People rarely thank you when you expose the ugly mechanics of their social myths but still, the hypocrisy of British press reaction to critical analysis of the Duchess of Cambridge and her pregnancy is laughable.
The tabloids exploded in outrage Tuesday because, in an honest and intelligent essay in The London Review of Books, author Hilary Mantel dares to make the rather obvious point that the royal body is public property. She describes the Duchess as "becoming a jointed doll on which certain rags are hung…, a shop-window mannequin, with no personality of her own." The papers called this a scathing attack, manufacturing some outrage to print between dozens of the "baby bump" pictures shot during the Duchess's first public appearance in which her pregnancy, now in its fourth month, shows.

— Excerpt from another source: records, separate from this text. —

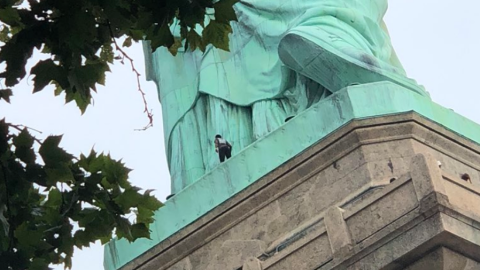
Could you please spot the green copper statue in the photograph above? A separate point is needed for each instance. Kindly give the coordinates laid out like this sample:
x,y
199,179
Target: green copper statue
x,y
285,55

In the 6,000-word piece, delivered as a lecture earlier this month before it was posted on the LRB website, Mantel takes a piercing look at her own reactions to royals in the flesh. The Booker laureate describes attending a reception at Buckingham Palace where she stares at the Queen as "a cannibal views his dinner." Mantel, whose much praised 2009 novel Wolf Hall is a fictionalized biography of the Tudor minister Thomas Cromwell, then gets to the meat of her subject: She reviews new research into the health of the much-married Henry VIII and looks at the fertility problems that produced a reign whose notorious history is "graphically gynecological."
In this context, it is important that the Duchess of Cambridge is young, pretty and now demonstrably fertile, and that is Mantel's introduction. She contrasts Kate's all-important reliability to the tragically unstable egos of Marie Antoinette and Diana, Princess of Wales, writing that the Duchess "seems to have been selected for her role of princess because she was irreproachable: as painfully thin as anyone could wish, without quirks, without oddities, without the risk of the emergence of character."
Missing the point that this is not a criticism of the Duchess herself, whoever she might be, but rather of the public image the press and Palace thrust on her, the tabs have gone into overdrive, denouncing anyone who would say their perfect Kate lacked personality. Prime Minister David Cameron even weighed in, calling Mantel's remarks "completely misguided and completely wrong," perhaps because the author is questioning the monarchy itself. (She comes to the conclusion that royals are like pandas, fun to look at but unnecessary.)
What is ironic about this artificial controversy is how the press, despite its new, post-Diana, no-more-phone-hacking propriety, is casting the Duchess in exactly the role Mantel has identified. On the papers' websites, you can watch the video of her appearance Tuesday at an addiction-recovery centre that she supports. She emerges from a car in an elegant, form-fitting dress to be greeted by staff, but all you can hear is the clicking of camera shutters and the occasional "Katherine!" as photographers try to get her to look their way. She waves once; otherwise she acts – and what is it except sheer pretense to ignore the immediate proximity of a phalanx of loudly clicking cameras? – as though they aren't there.
The Daily Express described her as wearing "an unseasonally summery Max Mara dress" while the Daily Mail wrote that she "braved a chill morning in London wearing only a grey patterned wrap dress." In other words, after the British press respected the Palace's request not to publish paparazzi shots of her in a bikini that appeared in some U.S. publications last week, the obliging royal showed up at an official event without a coat in a clingy dress so that the photographers could get what they needed.
In the papers, Nick Barton, chief executive of Action on Addiction, describes the Duchess as engaging and filled with intelligent questions, but that is beside the point. The real Kate may have loads of personality, but as Duchess of Cambridge she is the star attraction in a media pageant in which her pregnancy is the next big float. Can she ever lay claim to her private self? Perhaps if, as Mantel urges us "[We] back off and not be brutes," but the faux furor over her essay suggests we are more eager to pounce than retreat.